Certaines études ont déjà été menées à ce sujet pour éclairer précisément ce point : Les techniques de respiration sont-elles un outil précieux et complémentaire pour améliorer le long COVID ? Je n'ai pas connaissance d'études portant spécifiquement sur le COVID et les techniques de respiration.
D'une manière générale, il semble que même en cas d'évolution légère ou asymptomatique, des séquelles peuvent subsister. Un syndrome que l'on regroupe désormais sous le nom de POST-COVID ou LONG-COVID. Les personnes touchées se situent dans la tranche d'âge des 25-50 ans, les femmes plus souvent. Notre ministre de la recherche estime que 350.000 personnes sont concernées. Les symptômes les plus fréquents semblent être un épuisement général avec une fatigue et un manque d'énergie persistants, ainsi que des problèmes respiratoires. On ne sait pas encore ce que cela signifie pour le système de santé allemand en termes de coûts. Certains parlent déjà d'une crise sanitaire et sociale imminente.

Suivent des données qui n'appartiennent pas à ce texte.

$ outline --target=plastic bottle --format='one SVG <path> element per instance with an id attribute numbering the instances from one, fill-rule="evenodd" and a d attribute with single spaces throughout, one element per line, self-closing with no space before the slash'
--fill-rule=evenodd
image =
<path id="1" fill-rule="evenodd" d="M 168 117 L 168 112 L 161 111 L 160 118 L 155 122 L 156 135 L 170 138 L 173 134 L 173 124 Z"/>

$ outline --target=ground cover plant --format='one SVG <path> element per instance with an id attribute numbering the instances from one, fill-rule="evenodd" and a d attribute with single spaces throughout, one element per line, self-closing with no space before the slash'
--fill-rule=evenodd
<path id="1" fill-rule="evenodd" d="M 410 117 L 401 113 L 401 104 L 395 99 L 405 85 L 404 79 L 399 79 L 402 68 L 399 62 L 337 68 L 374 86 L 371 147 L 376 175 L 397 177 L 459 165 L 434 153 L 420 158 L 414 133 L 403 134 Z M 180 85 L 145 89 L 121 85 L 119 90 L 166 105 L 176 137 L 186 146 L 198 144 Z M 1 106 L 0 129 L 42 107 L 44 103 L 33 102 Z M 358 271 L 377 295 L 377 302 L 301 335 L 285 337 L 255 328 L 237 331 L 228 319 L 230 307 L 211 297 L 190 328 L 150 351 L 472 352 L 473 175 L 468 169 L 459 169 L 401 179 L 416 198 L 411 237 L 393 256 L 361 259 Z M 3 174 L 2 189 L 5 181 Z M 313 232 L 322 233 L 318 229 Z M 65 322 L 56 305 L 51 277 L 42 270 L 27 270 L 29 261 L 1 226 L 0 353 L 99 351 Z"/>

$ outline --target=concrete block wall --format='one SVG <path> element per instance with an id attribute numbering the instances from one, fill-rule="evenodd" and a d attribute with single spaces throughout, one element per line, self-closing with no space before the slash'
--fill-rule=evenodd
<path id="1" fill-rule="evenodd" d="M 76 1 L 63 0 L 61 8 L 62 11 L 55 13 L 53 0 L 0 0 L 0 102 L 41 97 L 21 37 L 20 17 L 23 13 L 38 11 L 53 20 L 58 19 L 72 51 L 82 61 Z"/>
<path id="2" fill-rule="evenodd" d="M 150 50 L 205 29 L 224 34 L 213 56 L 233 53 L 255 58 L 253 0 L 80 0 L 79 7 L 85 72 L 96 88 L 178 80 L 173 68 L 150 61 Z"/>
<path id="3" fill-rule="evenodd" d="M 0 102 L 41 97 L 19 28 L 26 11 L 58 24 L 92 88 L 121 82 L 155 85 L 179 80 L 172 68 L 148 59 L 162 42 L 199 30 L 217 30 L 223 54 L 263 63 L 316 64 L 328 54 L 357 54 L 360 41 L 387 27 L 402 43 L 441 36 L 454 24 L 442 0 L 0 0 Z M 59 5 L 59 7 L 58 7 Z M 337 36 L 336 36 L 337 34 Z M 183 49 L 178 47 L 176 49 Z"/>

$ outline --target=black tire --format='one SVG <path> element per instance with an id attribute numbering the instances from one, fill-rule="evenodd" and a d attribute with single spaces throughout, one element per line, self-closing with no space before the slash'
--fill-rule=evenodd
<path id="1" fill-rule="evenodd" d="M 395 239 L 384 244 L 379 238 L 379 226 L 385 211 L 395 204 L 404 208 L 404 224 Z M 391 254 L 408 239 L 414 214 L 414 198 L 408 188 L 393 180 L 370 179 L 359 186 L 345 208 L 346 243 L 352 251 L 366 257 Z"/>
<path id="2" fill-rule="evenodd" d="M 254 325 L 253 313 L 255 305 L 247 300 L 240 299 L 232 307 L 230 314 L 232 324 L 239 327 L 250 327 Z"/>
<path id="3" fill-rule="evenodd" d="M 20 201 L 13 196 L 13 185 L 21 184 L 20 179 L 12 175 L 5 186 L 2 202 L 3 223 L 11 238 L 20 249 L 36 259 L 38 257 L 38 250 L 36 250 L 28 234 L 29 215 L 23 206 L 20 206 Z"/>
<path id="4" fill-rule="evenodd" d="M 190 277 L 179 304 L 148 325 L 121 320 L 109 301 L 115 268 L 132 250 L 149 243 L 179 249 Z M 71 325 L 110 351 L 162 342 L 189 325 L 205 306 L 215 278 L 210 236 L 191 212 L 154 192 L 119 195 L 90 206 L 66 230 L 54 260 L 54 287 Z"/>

Alors qu'en Angleterre, par exemple, plusieurs nouveaux centres médicaux ont été créés à grands frais, les caisses d'assurance maladie allemandes font la sourde oreille, bien que les associations médicales allemandes réclament des choses comparables.
Les causes du LONG-COVIDE sont probablement des modifications de différentes cellules sanguines : les érythrocytes, qui peuvent désormais absorber moins d'oxygène, et les granulocytes neutrophiles. L'utilisation de techniques de respiration est une approche prometteuse. Un entraînement régulier peut rétablir la fonction du diaphragme et une capacité pulmonaire normale. L'amélioration des symptômes d'anxiété et de dépression, qui sont relativement fréquents, est tout aussi importante.
Je travaille actuellement à la mise en place d'un programme en ligne "Respiration contre LONG COVID", qui combine avantageusement des techniques de respiration de différentes directions, afin de permettre aux personnes concernées d'utiliser dans leur environnement domestique leur propre instrument efficace contre le LONG COVID et de choisir eux-mêmes les meilleurs outils, car les plus utiles.
A propos de la personne
Dr. rer. nat. Dipl. psych. Matthias Wittfoth est docteur en neurosciences et instructeur certifié de la méthode Wim Hof. Il a étudié la psychologie à Brême et à Heidelberg, a obtenu son doctorat à l'Institut Max-Planck de Leipzig et a publié de nombreux articles internationaux en tant que chercheur sur le cerveau sur les thèmes de la cognition, des émotions, de la musique et du langage.
Après presque deux décennies de recherche (Brême, Hanovre, Boston) par le biais de l'imagerie fonctionnelle du cerveau, il donne depuis quelques années des ateliers dans toute l'Europe sur le thème de l'entraînement à la respiration et au froid et diffuse depuis 5 ans de manière très informative de nouvelles connaissances très pertinentes dans son podcast Le code respiratoire.